General Winfield Scott Historical Marker
The town of Winfield incorporated on February 21, 1868 , and named after General Winfield Scott. One of the nation's longest-serving military officers, Scott served in the War of 1812 and was the leading U.S. Army officer in the Mexican-American War and at the start of the Civil War. Scott was also the presiding officer at the signing of the peace treaty that ended the Black Hawk War.
Backstory and Context
General Winfield Scott was born into a family of modest means and became fatherless at a young age, but rose to become one of the leading American military figures of the 19th century. After he fought on the Niagara frontier during the War of 1812, Scott urged for the Army to focus on enforcing standards of professionalism. In 1821, Scott assembled the "General Regulations for the Army," which became the first systematic set of military bylaws. These bylaws set standards for what now is every expected aspect of a soldier's life. Named commanding general of the U.S. Army in 1841, Scott then ran for president for the Whig Party. Although unsuccessful as a nominee in 1852, Scott continued to serve as the presiding general of the army.
Winfield Scott became known as a master tactician and during his fifty-three years of service, and is best known for his use of combined arms and use of the navy to maneuver his army or prevent his opponents from moving men or materiel. General Scott also enforced standards of professionalism of the U.S. Army. During his first few months in the War of 1812, he witnessed firsthand the troubles inherent in a large reliance on ill-trained citizen militia. In 1814 to counter what he had experienced, Winfield trained rigorously with American soldiers in Buffalo, New York. That summer he demonstrated was a well group of disciplined troops could do in the decisive victory near Chippewa Creek and the bloody stalemate along Lundy's Lane.

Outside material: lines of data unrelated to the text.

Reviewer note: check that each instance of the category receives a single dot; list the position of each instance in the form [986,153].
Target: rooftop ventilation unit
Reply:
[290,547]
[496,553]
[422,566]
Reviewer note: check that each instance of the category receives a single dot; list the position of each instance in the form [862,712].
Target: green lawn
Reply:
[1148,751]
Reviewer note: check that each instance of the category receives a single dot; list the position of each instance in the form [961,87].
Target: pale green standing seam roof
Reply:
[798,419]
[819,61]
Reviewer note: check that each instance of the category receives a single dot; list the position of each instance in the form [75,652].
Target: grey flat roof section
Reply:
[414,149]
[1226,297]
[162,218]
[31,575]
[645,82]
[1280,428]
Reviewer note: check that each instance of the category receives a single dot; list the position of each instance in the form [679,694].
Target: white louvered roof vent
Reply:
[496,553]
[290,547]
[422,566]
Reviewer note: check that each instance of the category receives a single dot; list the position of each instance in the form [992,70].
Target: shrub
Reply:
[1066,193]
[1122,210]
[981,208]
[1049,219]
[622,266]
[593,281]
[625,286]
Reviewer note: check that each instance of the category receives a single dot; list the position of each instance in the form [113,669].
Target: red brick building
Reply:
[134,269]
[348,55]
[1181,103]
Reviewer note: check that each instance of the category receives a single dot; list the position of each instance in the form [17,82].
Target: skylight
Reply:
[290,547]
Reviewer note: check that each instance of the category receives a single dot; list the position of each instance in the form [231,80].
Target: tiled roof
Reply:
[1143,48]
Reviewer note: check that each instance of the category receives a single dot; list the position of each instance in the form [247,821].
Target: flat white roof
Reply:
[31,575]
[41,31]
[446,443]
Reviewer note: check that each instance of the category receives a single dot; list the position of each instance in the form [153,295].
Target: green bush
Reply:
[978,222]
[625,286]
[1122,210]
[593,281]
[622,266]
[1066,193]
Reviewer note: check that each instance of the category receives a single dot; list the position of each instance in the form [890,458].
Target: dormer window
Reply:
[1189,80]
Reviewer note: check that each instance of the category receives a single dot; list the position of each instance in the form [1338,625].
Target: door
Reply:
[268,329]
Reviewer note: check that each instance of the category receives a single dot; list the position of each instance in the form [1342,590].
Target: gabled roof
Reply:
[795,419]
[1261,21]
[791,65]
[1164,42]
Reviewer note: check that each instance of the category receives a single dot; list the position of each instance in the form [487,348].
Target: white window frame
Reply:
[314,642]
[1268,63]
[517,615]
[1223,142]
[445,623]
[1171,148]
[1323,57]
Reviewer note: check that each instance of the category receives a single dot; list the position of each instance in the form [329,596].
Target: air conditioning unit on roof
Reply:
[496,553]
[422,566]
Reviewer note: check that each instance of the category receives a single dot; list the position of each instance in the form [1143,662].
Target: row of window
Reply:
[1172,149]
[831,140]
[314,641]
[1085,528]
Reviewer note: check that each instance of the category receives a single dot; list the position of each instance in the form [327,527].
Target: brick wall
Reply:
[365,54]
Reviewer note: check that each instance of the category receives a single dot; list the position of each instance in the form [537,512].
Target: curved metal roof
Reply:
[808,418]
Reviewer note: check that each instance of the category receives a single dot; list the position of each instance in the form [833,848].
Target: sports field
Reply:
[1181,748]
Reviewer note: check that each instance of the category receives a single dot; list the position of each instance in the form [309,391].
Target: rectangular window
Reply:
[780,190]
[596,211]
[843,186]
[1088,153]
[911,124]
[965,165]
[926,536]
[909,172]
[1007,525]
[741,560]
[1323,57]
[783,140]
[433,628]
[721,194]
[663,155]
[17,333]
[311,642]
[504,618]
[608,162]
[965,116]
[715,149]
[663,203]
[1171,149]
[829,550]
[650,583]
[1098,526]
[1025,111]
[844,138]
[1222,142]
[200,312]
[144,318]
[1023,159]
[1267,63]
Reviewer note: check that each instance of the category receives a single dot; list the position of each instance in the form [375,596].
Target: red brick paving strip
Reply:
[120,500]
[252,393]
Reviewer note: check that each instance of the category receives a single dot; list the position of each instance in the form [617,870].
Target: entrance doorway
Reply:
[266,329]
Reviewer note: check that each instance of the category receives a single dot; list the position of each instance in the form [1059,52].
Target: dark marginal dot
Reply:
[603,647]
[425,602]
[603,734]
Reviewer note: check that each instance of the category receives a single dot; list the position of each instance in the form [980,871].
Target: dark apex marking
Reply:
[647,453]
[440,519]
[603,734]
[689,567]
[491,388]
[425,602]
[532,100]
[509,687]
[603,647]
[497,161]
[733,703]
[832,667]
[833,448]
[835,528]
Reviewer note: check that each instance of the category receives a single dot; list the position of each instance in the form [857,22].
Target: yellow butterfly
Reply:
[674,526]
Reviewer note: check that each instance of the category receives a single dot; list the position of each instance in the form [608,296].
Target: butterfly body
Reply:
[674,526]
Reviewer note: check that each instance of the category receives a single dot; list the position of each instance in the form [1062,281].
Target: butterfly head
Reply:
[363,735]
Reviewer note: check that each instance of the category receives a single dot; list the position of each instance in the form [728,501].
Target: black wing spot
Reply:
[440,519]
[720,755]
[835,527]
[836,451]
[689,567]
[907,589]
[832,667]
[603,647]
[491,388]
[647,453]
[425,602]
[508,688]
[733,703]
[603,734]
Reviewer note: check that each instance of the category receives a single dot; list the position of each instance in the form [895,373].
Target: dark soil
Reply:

During the Mexican-American War, Scott used the navy and repeatedly maneuvered his opponents out of their defensive positions. His chief engineer, Captain Robert E. Lee, helped scout the route for some of these flank maneuvers, thus molding his own skills for a later war. And while Scott was not averse to using frontal assault style attacks, he preferred though to win victories by sieges or turning movements to flank his enemy and minimize casualties. While his tactics were derided by some who romanticized cavalry and bayonet charges, he won the respect of soldiers and other officers who valued the way the use of tactics and strategy could provide victory with the fewest casualties.